Écoutez-moi. Jésus a-t-il eu peur quand les soldats de Ponce Pilate sont venus l’arrêter ? A-t-il gémi à l’idée de périr ? S’est-il répandu en lamentations sur la fin prématurée de son ministère ? Non, non ! Il est allé calmement. Il n’a montré aucune crainte, aucune rancœur, aucune surprise, il a suivi le script, il a joué son rôle, il se rendait compte en toute sérénité que ce qui lui arrivait faisait partie d’un plan préétabli, nécessaire, inévitable. Et Isis, la tendre Isis aimant son frère Osiris, sachant dès l’enfance le sort qui les attendait, sachant qu’Osiris devait être dépecé, qu’elle irait chercher ses pauvres restes dans le limon du Nil, que grâce à elle il reviendrait à la vie, que de leur union naîtrait le puissant Horus ? Isis vécut dans le chagrin, certes. Isis vécut dans la préscience d’un deuil terrible, et elle sut ces choses à l’avance parce qu’elle était déesse. Or, elle accepta d’agir comme il le fallait : les dieux ne bénéficient pas d’un libre choix, telle est la lourde rançon et la gloire de leur divinité. Et ils ne risquent ni de s’apitoyer sur eux-mêmes ni de céder au doute, car ils sont dieux et ne peuvent donc prendre d’autre chemin que le bon. Cela, nous l’avons admis. Tous, ici, nous serons un jour tels des dieux. Je suis passé par l’ordalie du doute, j’ai survécu aux tenaillements des désarrois et des terreurs, j’ai pénétré dans un domaine situé au-delà des angoisses, mais sans tomber dans cette aboulie qui frappait Carvajal. Je me trouve en un autre monde et je puis vous y conduire. Nous verrons. Nous comprendrons. Nous reconnaîtrons l’inévitabilité de l’inévitable, nous accepterons chaque péripétie du script, sans regrets, d’un cœur courageux. Il n’y aura plus de surprises, et par conséquent plus de souffrances. Nous vivrons dans le beau, sachant que nous sommes des aspects du seul Grand Plan qui régit le cosmos.

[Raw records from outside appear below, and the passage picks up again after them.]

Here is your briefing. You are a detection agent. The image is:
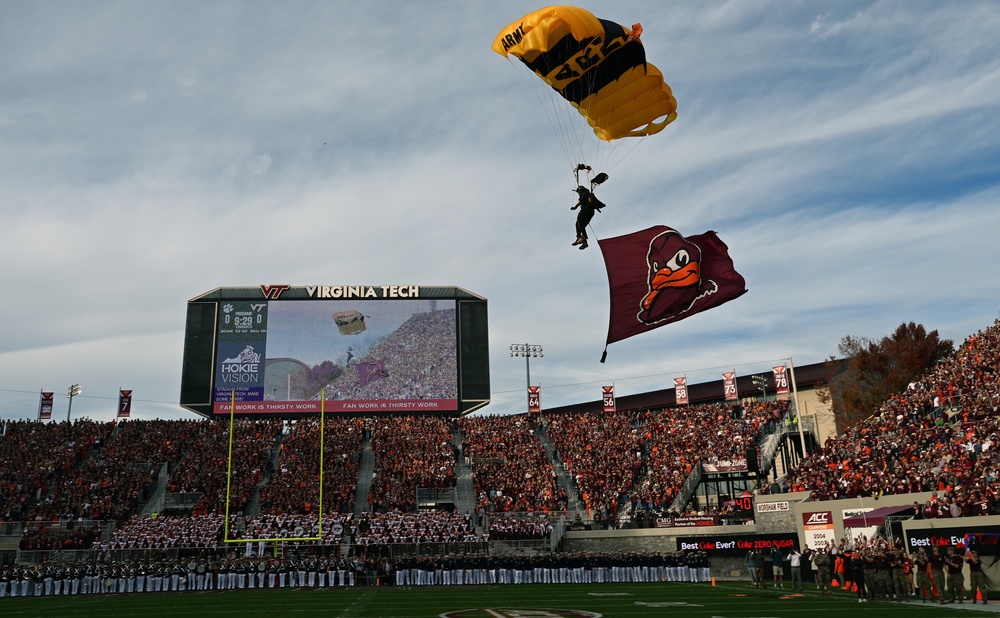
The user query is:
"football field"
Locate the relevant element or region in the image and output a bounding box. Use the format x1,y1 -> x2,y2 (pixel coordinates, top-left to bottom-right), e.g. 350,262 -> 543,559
0,582 -> 1000,618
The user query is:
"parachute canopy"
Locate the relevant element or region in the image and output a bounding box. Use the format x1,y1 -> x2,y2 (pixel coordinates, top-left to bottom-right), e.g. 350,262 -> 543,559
493,6 -> 677,141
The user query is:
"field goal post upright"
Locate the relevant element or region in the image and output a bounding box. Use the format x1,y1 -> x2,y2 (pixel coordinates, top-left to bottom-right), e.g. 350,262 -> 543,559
222,389 -> 326,556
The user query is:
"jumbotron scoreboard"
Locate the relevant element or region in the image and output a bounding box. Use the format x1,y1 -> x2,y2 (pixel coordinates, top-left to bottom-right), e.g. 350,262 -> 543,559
180,285 -> 490,418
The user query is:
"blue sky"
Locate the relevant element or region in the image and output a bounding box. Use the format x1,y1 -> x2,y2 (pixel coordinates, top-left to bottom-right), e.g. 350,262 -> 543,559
0,0 -> 1000,419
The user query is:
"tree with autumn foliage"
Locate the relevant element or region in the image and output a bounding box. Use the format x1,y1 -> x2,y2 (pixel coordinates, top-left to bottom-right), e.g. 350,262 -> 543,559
818,322 -> 955,434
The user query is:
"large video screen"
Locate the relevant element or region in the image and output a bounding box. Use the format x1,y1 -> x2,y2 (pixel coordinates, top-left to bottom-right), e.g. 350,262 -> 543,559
213,299 -> 459,415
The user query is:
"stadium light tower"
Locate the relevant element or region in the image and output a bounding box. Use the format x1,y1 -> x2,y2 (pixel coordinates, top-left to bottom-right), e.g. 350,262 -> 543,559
510,343 -> 545,407
66,384 -> 83,424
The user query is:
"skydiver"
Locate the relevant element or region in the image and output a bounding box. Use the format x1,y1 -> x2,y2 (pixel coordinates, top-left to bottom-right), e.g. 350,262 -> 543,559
570,185 -> 604,250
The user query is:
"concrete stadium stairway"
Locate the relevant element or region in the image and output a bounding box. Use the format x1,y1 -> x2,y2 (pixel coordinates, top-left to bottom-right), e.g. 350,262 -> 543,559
452,426 -> 476,514
535,425 -> 587,521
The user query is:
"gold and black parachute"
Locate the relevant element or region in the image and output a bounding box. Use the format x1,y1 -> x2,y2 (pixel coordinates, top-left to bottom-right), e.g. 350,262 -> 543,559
493,6 -> 677,142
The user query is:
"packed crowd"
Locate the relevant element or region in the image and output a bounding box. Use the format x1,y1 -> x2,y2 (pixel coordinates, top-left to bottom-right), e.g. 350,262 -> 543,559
783,321 -> 1000,510
543,412 -> 643,519
368,416 -> 455,512
351,511 -> 487,546
630,399 -> 789,513
93,514 -> 226,550
261,418 -> 365,515
0,419 -> 114,521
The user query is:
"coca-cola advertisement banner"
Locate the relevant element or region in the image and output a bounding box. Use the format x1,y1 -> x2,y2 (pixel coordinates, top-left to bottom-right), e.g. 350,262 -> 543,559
905,517 -> 1000,556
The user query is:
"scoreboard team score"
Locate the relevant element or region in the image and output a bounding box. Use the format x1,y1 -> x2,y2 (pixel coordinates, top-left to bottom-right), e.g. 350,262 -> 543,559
181,284 -> 489,417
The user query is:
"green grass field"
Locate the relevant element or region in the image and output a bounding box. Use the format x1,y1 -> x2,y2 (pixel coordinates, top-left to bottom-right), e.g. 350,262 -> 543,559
0,582 -> 1000,618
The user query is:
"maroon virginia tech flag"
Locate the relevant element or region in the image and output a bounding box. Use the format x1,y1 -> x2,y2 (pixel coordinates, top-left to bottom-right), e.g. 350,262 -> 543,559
599,225 -> 747,360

Aux environs de 1960, un savant et philosophe français, Jacques Monod, écrivait : « L’homme sait enfin qu’il est seul dans l’immensité indifférente de l’univers, d’où il a émergé par hasard. »
J’ai cru cela, naguère. Il se peut que vous le croyiez vous-même actuellement.
Mais examinez le point de vue de Monod à la lumière d’une remarque faite jadis par Einstein. Einstein disait : « Dieu ne joue pas aux dés. »
L’une de ces assertions est erronée. Et je pense savoir laquelle.